Tiempo después viví otra anécdota con Faustino que me reafirmó en mi posición y en mis ideas de clase. Le vi derrumbarse y llorar desconsoladamente ante mí, contándome algo traumático que le había sucedido: un chico con un patín se cruzó delante de su coche y le dio. Por suerte el chico estaba bien, pero no podía dejar de pensar en la idea de que le sucediera algo e incluso pensó en sus hijos. Ese día vi un ser humano detrás de Faustino y me apiadé de su alma. Le escuché, le serví agua, traté de tranquilizarle. Faustino me dio las gracias infinitas veces y me pidió disculpas por haber tenido que verle así. A mí. A la vulgar camarera que no tiene dónde caerse muerta y a la que es mejor no dirigirse excepto si es para dar órdenes. Desde entonces, Faustino sí que me trata diferente y a veces incluso me sonríe.

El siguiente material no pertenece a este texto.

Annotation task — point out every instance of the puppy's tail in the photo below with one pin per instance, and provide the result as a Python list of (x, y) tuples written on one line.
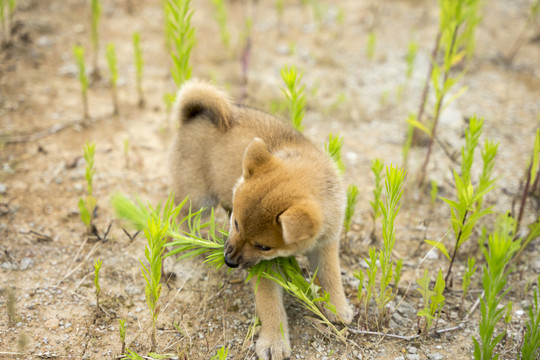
[(196, 98)]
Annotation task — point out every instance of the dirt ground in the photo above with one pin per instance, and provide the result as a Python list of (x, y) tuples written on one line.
[(45, 256)]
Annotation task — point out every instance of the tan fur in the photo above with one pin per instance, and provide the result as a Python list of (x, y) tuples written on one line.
[(284, 194)]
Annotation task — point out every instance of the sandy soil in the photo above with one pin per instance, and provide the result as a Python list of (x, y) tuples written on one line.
[(45, 256)]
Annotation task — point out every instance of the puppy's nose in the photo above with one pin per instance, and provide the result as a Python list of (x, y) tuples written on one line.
[(230, 263)]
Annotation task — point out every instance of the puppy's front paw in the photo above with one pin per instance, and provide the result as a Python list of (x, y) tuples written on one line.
[(272, 349)]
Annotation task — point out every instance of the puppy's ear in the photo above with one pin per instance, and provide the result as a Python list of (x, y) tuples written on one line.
[(300, 222), (197, 98), (255, 156)]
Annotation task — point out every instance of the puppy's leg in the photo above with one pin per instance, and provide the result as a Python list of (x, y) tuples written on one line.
[(326, 259), (273, 342)]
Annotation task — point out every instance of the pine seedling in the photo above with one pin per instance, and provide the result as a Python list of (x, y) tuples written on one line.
[(471, 269), (377, 167), (221, 354), (294, 92), (179, 29), (122, 330), (96, 15), (87, 205), (333, 148), (139, 64), (113, 68), (352, 199), (530, 350), (501, 248), (372, 42), (221, 18), (433, 300), (78, 52), (97, 267)]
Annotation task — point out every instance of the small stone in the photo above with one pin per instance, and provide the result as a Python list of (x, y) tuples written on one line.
[(435, 356), (52, 323)]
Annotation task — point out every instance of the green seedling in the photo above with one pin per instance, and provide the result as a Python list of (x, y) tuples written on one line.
[(294, 92), (530, 350), (352, 199), (377, 167), (333, 148), (96, 15), (221, 18), (87, 205), (97, 267), (139, 64), (191, 243), (122, 330), (372, 42), (182, 34), (113, 68), (457, 25), (501, 248), (389, 271), (433, 300), (531, 175), (78, 52), (221, 354), (471, 269)]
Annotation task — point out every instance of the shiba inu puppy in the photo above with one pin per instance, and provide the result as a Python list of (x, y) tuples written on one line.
[(283, 194)]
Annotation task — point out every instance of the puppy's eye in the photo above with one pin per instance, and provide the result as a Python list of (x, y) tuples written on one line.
[(262, 247)]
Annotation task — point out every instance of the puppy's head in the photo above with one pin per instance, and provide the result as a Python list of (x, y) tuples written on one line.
[(274, 215)]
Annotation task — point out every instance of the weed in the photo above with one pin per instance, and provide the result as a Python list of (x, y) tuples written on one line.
[(139, 64), (78, 52), (96, 15), (97, 267), (352, 199), (178, 20), (333, 148), (113, 68), (501, 248), (221, 354), (531, 340), (433, 300), (372, 42), (377, 167), (295, 95), (122, 330), (87, 205), (221, 18), (471, 269)]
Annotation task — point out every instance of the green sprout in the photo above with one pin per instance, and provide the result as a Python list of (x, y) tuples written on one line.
[(372, 42), (377, 167), (96, 14), (221, 18), (501, 248), (97, 267), (333, 148), (530, 349), (178, 20), (295, 95), (471, 269), (188, 244), (122, 330), (78, 52), (113, 68), (139, 64), (433, 300), (87, 205), (352, 199)]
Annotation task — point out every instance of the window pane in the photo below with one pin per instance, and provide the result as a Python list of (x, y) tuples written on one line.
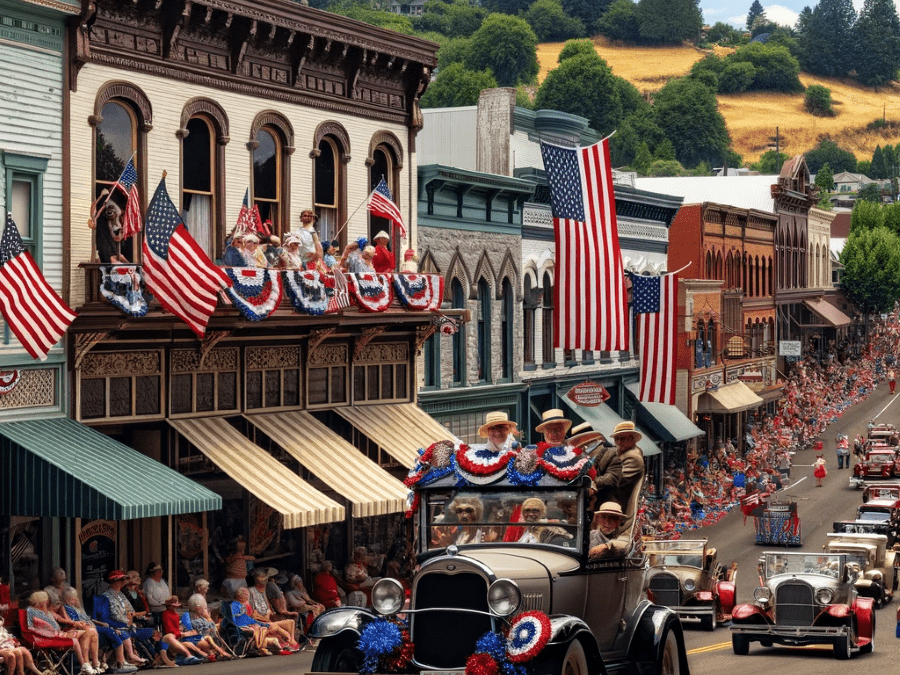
[(21, 206), (325, 174), (265, 167), (197, 157), (115, 142)]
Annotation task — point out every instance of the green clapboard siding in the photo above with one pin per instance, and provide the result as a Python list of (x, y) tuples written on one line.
[(59, 467)]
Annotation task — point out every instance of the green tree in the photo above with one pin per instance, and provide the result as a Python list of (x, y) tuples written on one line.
[(818, 101), (877, 32), (456, 86), (583, 85), (619, 22), (756, 11), (826, 40), (576, 48), (688, 115), (825, 179), (669, 21), (871, 258), (507, 47), (551, 23), (828, 151)]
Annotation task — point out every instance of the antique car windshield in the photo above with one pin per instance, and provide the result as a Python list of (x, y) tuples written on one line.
[(676, 553), (502, 517), (801, 563)]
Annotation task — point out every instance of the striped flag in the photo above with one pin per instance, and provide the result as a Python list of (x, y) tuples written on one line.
[(655, 302), (589, 293), (32, 309), (176, 270), (127, 183), (381, 203)]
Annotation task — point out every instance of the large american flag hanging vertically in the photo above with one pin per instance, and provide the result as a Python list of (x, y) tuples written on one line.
[(655, 302), (32, 309), (176, 270), (589, 293)]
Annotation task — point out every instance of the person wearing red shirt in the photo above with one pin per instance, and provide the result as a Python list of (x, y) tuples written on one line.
[(384, 259)]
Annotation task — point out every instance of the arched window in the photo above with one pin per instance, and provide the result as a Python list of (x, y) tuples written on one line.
[(484, 331), (458, 300), (547, 323), (506, 331)]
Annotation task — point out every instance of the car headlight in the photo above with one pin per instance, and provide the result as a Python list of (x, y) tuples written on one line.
[(504, 597), (762, 594), (824, 596), (387, 596)]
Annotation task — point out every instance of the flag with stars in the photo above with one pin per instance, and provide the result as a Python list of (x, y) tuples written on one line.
[(589, 294), (127, 183), (655, 302), (176, 270), (32, 309), (381, 203)]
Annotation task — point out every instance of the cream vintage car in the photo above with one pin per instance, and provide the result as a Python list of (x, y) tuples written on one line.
[(504, 577)]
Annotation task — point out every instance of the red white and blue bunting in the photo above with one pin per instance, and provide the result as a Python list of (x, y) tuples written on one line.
[(123, 287), (421, 292), (255, 292), (372, 292)]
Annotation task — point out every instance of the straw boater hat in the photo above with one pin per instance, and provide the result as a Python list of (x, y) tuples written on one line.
[(623, 428), (493, 419), (551, 416)]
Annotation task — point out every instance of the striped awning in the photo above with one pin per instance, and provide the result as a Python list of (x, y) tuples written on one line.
[(371, 489), (399, 428), (254, 469), (64, 469)]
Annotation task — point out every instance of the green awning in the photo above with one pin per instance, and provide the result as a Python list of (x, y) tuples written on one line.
[(59, 467), (667, 421), (604, 419)]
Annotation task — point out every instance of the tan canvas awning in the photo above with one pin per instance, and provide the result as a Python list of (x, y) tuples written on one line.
[(399, 428), (371, 489), (828, 313), (258, 472), (733, 397)]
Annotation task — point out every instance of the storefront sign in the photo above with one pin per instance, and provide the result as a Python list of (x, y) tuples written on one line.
[(98, 557), (588, 394), (789, 348)]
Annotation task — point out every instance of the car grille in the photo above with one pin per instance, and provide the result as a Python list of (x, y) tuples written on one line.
[(444, 640), (666, 590), (794, 605)]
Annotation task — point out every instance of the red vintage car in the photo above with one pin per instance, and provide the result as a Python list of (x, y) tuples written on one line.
[(881, 462)]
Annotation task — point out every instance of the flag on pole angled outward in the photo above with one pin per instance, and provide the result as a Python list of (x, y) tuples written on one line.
[(127, 183), (655, 301), (32, 309), (176, 270), (589, 293), (381, 203)]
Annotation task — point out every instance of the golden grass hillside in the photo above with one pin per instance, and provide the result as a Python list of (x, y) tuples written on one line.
[(753, 116)]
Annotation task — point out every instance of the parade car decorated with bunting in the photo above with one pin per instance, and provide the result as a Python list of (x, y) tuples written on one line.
[(685, 577), (806, 599), (505, 584)]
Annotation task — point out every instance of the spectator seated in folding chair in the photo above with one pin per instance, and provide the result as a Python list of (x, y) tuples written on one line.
[(53, 646), (109, 638), (16, 657)]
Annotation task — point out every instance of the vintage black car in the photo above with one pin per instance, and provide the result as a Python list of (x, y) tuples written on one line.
[(485, 569)]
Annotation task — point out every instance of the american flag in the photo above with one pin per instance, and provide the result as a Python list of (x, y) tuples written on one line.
[(655, 302), (32, 309), (176, 269), (381, 203), (127, 183), (589, 293)]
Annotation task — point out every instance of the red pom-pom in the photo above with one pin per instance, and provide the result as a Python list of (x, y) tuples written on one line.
[(481, 664)]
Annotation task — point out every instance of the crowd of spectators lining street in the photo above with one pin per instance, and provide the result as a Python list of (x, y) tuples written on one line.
[(816, 392)]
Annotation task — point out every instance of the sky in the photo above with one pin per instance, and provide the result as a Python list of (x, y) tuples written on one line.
[(734, 12)]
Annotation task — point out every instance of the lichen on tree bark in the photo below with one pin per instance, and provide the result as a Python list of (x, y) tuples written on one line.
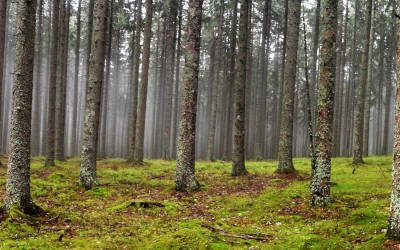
[(18, 175), (321, 174), (185, 168), (88, 177)]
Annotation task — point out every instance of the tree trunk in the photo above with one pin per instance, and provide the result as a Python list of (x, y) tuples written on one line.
[(135, 80), (230, 80), (74, 146), (321, 175), (185, 169), (263, 84), (172, 11), (361, 92), (394, 216), (88, 176), (177, 80), (50, 153), (37, 97), (238, 157), (141, 117), (286, 130), (62, 84), (18, 193)]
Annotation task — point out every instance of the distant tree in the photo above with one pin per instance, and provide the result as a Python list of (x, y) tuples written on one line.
[(172, 12), (73, 143), (321, 174), (37, 87), (50, 143), (143, 84), (394, 215), (238, 166), (61, 90), (361, 92), (135, 79), (88, 177), (3, 15), (185, 168), (18, 193), (285, 155)]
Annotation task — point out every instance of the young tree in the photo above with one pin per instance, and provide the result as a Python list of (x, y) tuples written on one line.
[(321, 174), (185, 168), (37, 96), (394, 216), (135, 79), (361, 92), (50, 153), (172, 11), (62, 83), (18, 193), (88, 176), (143, 84), (238, 166), (73, 142), (290, 70), (3, 15)]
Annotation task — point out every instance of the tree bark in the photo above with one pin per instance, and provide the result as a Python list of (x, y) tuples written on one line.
[(141, 117), (361, 92), (88, 177), (37, 97), (74, 145), (394, 215), (185, 168), (172, 9), (18, 193), (62, 84), (238, 157), (135, 80), (286, 130), (50, 152), (321, 175)]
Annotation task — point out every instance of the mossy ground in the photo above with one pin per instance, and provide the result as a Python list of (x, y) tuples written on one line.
[(260, 211)]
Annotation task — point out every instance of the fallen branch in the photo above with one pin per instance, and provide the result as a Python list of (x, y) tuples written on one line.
[(258, 237)]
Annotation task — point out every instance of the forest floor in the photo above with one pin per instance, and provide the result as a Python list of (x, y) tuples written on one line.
[(136, 207)]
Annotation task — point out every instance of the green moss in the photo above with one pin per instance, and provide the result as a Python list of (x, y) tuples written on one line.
[(262, 204)]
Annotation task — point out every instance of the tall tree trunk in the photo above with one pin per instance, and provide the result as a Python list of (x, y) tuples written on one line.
[(286, 130), (177, 80), (172, 9), (185, 172), (214, 85), (262, 94), (239, 130), (321, 175), (314, 62), (135, 79), (37, 97), (143, 84), (50, 152), (88, 177), (106, 85), (361, 92), (309, 93), (368, 98), (74, 146), (18, 194), (394, 215), (230, 80), (62, 84), (391, 47), (3, 22)]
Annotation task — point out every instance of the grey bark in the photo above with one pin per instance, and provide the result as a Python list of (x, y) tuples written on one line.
[(88, 177), (185, 168)]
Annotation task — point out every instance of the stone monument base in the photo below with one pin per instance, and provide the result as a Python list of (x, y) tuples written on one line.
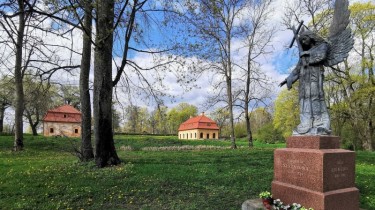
[(342, 199), (314, 172)]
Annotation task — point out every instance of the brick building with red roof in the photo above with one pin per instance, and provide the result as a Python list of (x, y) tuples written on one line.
[(199, 127), (64, 120)]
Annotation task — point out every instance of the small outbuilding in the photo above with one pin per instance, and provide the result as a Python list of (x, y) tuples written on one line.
[(199, 127), (62, 121)]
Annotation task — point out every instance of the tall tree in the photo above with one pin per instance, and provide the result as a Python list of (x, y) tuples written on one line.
[(105, 152), (215, 23), (6, 98), (258, 37), (15, 31), (87, 152)]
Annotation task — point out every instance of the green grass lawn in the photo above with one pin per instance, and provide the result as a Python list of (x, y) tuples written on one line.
[(47, 176)]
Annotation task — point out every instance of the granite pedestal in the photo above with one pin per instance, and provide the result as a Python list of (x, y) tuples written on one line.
[(314, 172)]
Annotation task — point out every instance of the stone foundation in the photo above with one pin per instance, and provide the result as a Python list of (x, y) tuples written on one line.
[(314, 172)]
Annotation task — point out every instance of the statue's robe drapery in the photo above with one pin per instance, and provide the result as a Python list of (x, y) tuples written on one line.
[(310, 72)]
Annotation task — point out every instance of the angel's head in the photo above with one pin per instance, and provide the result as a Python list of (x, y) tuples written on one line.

Nosotras, las camareras, movemos el mundo silenciosamente. Nosotras. Las eternas agotadas. Esos trozos de carne inútiles, observables, desnudables con las miradas ajenas, maltratables, percibidas como sirvientas y como eternas y sonrientes, disponibles para escuchar penas y sollozos mientras secamos vasos y acompañamos en momentos amargos o patrocinamos las juergas y solitarias borracheras. Nosotras movemos el mundo de manera tan sigilosa como un gato acechando desde sus escondite. Dependéis de nosotras y todavía no os habéis dado cuenta.